Gulf Coast leads South after win at Hinds
Mississippi Gulf Coast jumped back into a first-place tie in the MACJC South Division and clinched a state tournament berth after defeating Hinds 84-80 in Utica.
The Bulldogs hold the tiebreaker over Jones and Pearl River with one game left in the regular season, but they could finish anywhere from first to fourth.
"I told them after the game if that's not incentive enough to get yourself ready to play, there's no reason to even talk about it," Gulf Coast coach Wendell Weathers said. "We've worked our tails off the last four or five months and we're one game away. If you can't motivate yourself to play that game, we probably don't deserve to be there."
Gulf Coast (18-4, 9-4 South) entered Monday in a three-way tie for second. The other four teams in the top five were playing it each other.
When the dust settled, there was a three-way tie for first. Jones, which was in first all alone headed into Monday, lost to Southwest, and Pearl River defeated East Central to join the pack at the top.
The Bulldogs used a typically balanced scoring attack to survive some sketch free-throw shooting.

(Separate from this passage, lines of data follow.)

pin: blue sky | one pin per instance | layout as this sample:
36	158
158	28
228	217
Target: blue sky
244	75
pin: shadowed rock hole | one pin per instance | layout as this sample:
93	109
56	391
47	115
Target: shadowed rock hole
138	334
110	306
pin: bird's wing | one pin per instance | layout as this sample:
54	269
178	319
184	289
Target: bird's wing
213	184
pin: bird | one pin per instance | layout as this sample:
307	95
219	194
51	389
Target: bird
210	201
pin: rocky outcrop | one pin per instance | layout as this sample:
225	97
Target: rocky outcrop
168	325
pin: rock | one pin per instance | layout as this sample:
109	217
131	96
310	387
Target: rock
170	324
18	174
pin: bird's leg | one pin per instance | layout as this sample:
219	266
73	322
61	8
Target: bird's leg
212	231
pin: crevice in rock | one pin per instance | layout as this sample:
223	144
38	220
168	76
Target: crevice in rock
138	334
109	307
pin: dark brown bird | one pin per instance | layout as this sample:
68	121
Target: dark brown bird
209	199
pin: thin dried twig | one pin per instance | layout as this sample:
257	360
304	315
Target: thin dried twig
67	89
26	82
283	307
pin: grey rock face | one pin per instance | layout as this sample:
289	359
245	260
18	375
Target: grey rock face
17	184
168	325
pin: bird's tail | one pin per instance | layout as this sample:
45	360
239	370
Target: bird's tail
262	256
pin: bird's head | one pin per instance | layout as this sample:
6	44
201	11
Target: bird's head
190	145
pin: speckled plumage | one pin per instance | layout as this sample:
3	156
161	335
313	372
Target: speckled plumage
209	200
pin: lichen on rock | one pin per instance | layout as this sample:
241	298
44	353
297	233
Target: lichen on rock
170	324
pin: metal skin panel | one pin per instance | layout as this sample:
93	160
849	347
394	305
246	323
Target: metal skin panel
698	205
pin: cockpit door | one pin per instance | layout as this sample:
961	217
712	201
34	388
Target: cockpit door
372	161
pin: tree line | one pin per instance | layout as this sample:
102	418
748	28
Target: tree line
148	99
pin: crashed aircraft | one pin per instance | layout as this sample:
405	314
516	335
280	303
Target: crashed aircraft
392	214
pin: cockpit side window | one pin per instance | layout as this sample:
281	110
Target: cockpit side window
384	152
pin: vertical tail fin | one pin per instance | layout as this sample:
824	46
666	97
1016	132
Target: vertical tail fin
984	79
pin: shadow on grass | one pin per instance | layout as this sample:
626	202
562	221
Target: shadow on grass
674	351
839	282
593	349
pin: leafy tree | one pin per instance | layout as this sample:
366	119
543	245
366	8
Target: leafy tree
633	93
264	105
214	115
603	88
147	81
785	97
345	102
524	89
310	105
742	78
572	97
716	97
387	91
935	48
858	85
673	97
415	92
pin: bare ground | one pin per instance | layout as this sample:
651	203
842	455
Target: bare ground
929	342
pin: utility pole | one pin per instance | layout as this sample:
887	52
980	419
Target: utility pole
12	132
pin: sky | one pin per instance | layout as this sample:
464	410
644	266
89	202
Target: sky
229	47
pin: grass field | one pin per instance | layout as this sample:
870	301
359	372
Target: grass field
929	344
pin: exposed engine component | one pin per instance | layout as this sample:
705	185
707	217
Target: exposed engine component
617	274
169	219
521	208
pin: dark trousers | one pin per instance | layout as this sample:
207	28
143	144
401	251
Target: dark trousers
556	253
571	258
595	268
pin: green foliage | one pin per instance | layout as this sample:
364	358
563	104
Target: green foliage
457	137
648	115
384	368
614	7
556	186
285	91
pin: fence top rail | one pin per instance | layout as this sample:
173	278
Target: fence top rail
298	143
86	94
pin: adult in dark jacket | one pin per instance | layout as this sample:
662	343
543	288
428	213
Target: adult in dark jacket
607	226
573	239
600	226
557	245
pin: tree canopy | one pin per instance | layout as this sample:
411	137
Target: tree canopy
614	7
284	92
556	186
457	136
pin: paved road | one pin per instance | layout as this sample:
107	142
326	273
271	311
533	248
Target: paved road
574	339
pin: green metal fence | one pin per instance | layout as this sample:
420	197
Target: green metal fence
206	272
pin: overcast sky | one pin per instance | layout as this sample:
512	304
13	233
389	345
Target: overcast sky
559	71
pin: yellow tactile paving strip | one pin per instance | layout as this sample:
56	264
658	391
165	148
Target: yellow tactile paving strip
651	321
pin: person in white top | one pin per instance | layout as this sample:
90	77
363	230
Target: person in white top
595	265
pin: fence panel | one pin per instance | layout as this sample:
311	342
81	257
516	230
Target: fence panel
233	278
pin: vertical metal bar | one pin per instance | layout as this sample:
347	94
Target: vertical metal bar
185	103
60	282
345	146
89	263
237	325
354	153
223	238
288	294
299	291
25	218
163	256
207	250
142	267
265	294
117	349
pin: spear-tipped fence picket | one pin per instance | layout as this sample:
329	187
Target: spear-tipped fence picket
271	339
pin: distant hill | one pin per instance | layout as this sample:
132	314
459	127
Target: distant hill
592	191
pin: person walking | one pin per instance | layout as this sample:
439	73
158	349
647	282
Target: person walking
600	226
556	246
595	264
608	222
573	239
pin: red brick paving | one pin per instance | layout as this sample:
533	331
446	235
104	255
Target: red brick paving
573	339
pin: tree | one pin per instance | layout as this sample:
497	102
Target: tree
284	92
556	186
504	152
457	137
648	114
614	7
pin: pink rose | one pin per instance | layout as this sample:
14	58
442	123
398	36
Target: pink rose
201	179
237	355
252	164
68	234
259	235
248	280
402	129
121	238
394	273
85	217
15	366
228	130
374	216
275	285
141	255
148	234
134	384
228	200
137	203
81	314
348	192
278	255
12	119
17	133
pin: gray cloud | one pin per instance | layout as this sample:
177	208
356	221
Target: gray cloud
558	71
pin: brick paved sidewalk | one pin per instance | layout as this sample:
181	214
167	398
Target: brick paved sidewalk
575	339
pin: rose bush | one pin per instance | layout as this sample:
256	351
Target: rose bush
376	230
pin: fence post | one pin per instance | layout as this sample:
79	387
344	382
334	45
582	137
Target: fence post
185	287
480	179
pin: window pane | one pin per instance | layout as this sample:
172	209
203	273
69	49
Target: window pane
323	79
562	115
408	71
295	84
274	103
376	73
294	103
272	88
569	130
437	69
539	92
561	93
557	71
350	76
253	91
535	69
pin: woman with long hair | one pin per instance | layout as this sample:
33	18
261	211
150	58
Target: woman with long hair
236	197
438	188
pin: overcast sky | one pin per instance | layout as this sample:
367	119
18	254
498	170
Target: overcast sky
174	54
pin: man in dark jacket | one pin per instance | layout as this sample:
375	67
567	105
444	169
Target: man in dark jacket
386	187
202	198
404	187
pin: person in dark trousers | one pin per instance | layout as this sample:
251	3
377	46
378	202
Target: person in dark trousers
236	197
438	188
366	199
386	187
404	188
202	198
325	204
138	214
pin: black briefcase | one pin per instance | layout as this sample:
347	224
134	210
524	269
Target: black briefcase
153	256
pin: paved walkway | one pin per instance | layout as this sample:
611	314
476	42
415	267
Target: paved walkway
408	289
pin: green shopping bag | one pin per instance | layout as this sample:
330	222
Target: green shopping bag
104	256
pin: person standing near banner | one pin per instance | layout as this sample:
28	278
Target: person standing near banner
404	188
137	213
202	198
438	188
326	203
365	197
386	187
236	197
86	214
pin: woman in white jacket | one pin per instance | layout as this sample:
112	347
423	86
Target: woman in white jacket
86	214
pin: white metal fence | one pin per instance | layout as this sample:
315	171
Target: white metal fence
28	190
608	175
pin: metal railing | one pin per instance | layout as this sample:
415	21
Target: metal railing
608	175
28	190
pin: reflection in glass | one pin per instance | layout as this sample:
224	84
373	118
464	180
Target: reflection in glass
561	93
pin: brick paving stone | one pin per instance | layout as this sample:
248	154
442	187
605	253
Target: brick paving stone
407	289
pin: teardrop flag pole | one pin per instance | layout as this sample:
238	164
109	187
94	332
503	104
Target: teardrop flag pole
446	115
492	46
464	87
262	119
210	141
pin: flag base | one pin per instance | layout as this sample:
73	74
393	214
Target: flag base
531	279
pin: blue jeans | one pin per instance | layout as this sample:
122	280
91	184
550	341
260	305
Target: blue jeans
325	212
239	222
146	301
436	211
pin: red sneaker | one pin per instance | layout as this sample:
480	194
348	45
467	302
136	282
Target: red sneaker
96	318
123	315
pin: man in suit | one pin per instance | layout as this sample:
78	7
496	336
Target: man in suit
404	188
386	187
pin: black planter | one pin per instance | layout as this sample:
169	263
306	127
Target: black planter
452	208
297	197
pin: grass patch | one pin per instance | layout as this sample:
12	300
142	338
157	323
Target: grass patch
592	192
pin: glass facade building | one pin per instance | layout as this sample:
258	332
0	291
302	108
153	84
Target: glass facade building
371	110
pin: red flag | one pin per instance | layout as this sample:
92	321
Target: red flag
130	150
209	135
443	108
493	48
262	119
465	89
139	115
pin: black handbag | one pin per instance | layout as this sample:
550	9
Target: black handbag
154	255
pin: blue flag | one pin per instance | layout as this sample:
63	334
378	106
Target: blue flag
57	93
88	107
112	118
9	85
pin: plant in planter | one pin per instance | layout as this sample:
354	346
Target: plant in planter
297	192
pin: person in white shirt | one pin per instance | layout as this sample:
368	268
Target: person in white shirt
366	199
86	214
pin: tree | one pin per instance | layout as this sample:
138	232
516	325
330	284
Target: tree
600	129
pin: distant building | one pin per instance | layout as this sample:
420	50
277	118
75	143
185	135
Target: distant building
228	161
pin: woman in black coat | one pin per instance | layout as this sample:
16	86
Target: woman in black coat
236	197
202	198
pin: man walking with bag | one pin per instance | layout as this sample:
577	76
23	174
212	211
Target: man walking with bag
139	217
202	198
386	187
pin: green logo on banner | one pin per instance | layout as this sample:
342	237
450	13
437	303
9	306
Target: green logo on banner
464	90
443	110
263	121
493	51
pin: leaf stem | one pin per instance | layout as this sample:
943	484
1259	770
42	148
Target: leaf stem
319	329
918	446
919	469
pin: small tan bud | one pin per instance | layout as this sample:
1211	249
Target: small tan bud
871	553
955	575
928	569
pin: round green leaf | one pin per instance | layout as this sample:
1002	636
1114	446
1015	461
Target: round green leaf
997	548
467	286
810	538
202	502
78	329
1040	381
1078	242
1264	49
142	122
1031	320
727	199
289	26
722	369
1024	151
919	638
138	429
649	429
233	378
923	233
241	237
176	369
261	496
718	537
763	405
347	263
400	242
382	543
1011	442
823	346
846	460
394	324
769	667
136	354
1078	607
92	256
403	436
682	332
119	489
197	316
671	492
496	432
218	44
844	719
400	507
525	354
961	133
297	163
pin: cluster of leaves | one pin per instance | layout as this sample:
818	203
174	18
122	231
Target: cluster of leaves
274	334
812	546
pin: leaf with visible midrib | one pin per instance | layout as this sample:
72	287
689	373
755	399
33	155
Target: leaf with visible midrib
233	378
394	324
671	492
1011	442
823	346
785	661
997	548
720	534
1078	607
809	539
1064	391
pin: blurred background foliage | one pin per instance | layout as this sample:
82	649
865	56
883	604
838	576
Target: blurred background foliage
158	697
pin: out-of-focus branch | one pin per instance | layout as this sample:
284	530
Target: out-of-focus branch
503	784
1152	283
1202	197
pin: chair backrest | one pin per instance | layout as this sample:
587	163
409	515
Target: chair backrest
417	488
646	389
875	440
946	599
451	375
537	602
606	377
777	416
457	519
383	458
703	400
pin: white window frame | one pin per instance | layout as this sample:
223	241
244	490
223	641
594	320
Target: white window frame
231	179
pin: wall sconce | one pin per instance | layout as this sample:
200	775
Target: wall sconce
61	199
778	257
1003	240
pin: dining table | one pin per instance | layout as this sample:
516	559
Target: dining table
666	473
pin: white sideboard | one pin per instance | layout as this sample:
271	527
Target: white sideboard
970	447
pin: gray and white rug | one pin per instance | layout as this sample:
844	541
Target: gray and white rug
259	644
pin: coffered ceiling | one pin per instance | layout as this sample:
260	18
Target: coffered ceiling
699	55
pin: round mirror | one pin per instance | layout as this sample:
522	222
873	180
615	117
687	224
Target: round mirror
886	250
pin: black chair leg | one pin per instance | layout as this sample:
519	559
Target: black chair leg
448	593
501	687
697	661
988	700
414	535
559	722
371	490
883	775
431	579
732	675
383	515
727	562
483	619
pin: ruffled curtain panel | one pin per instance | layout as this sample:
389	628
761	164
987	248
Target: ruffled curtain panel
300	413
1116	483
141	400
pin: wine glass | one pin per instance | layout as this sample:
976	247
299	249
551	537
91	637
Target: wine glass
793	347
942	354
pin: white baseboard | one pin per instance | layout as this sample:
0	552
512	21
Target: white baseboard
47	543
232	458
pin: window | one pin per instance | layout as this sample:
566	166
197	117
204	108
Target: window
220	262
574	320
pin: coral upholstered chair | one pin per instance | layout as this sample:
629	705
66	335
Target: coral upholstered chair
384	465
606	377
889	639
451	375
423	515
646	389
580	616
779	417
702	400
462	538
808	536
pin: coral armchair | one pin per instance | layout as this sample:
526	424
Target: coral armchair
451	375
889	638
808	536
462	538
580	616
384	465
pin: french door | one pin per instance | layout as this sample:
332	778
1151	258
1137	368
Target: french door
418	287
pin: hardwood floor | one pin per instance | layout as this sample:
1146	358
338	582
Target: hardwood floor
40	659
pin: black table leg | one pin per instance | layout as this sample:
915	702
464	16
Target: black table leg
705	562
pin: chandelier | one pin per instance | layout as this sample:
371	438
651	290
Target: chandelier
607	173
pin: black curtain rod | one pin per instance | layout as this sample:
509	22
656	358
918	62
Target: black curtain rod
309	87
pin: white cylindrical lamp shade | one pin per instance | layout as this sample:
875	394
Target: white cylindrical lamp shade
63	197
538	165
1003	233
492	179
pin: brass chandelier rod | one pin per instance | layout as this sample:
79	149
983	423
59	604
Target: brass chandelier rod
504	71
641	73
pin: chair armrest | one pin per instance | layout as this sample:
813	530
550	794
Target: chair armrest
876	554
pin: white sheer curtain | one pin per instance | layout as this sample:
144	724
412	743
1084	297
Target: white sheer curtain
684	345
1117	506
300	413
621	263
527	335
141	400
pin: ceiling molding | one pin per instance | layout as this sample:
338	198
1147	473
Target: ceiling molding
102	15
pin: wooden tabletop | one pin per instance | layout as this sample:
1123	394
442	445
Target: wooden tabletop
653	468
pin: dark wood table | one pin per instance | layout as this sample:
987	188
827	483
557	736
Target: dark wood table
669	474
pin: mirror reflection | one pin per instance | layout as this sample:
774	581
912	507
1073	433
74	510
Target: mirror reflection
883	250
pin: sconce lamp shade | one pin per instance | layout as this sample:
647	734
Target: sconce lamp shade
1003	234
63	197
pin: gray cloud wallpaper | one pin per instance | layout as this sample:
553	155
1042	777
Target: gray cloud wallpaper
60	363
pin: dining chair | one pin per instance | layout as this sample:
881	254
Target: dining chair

Deshawn Jones had 15 points to lead six Gulf Coast players in double digits, with Davion Cole-Johnson adding 13 points.
Maurice Stephens, Anfernee Hampton and Peyton Owen had 12 points, and Eliel Gonzalez chipped in 11.
"I didn't think we played really great, particularly on the offensive end, the whole night," Weathers said. "And then we missed a ton of free throws again tonight."
Gulf Coast made 24 of 42 free throws, just 57.1 percent.
The Bulldogs led Hinds (7-15, 4-9) by 18 at halftime, but saw the lead chipped down to four late but stretched it back out before a Hinds 3-pointer just before the final buzzer cut it to the final margin.
Gulf Coast hosts Copiah-Lincoln on Thursday in Perkinston on Sophomore Night. The Bulldogs can get more than revenge, having fallen 105-101 in overtime at Wesson earlier in the season.
"I hope they'll be motivated enough to go our and play the way we have to play," Weathers said. "The fact we're doing it at home, hopefully that will be a good thing."